Chunky peanut butter.  If the trap doesn't go off the first time it will when they come back to lick it.


----------



## Bambo (19 Nov 2006)

The plug in devices DO work - we once lived in a pub that was infested with mice,....one day I opened the press and there were 2 just staring at me...every time i walked into a room some would scamper!! I bought about 3 plug ins and no sign of mice ever again.

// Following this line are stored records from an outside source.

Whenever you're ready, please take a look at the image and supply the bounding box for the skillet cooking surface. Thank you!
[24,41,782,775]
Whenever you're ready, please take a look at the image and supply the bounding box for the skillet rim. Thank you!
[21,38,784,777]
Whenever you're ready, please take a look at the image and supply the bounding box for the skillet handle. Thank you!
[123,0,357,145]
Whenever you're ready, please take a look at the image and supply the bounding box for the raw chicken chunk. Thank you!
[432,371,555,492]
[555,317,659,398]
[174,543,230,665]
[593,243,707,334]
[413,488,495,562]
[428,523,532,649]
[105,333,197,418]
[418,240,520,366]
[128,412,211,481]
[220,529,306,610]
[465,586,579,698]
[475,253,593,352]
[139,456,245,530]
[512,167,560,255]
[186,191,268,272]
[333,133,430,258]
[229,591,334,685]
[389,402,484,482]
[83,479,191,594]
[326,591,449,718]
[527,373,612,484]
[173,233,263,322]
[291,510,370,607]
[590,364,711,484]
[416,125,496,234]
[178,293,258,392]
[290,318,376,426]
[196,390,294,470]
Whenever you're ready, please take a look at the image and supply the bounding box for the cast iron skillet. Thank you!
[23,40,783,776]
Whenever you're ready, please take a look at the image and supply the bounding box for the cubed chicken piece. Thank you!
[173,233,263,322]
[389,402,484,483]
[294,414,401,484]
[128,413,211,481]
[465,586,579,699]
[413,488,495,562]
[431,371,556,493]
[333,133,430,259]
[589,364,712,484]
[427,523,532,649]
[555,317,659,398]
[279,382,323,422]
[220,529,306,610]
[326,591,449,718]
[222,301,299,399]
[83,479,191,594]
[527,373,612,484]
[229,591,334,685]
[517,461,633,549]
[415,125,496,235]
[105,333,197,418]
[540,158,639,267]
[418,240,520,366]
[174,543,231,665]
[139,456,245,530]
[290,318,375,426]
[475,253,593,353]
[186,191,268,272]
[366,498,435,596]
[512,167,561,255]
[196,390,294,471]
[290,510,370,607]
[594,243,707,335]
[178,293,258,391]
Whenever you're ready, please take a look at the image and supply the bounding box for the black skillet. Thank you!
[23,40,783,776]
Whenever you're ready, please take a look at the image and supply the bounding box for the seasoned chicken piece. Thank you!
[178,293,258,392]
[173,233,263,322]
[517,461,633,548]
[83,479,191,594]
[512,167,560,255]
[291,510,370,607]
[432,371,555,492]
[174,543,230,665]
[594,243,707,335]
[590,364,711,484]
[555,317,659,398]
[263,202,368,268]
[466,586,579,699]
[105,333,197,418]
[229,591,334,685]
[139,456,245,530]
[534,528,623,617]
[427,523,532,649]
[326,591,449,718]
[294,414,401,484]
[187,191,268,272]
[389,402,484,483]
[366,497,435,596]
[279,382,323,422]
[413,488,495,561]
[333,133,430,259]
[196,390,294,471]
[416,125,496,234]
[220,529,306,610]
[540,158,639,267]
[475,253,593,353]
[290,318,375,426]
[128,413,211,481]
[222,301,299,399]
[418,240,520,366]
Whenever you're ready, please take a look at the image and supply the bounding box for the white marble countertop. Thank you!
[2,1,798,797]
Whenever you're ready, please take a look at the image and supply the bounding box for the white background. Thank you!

Please dont go down the route of poison or glue. The poison is far too dangerous for other animals in or around your house and also children. I am a veterinary nurse and Warfarin poisoning is a big killer to dogs - so many owners bring their dogs in in a panic because its eaten their own rat/mouse poison.


----------



## coinfused (20 Nov 2006)

We had mice for 4 years in a row even with the sonic device. One year a nearby building was demolished and we were seriously infested. They got into my car under the bonnet - its a wonderous sight to behold when you stop at traffic lights and one of your resident mice emerge from under the bonnet for a looksee and then dive straight back in as you move off. They were commuting mice! 
Got a cat and only had one or two the first year (he was just a kitten and didn't catch any but I think the scent of him helped put the mice off) And haven't seen a live mouse since (2 years). If you can't keep a cat traps are good for cutting down the numbers but they breed so quickly you won't get them all. We got the best results with cooked rasher rind in the traps.


----------



## Vera (23 Nov 2006)

I am absolutely terrified of mice and when we moved into an old cottage in the countryside, mice were my biggest fear.  I bought an ultrasonic plug in for every room and have never had any mice.  We had bats in the eaves of the cottage the first summer but they moved on after two weeks of buying the plug ins and I am convinced that is the reason they left, they haven't returned since.


----------



## DublinBoy834 (23 Nov 2006)

Some of the early ultrasonic devices only worked for the first few weeks but then the mice/rats get used to the sound and come back. We had a huge problem with rats 2 years ago, found one in the tub one morning trying to get out, and found this problem with the sonic devices. We bought one in woodies that changes the frequencey of the sound it produces every few hours and we have never seem a rat or any sign of them since.


----------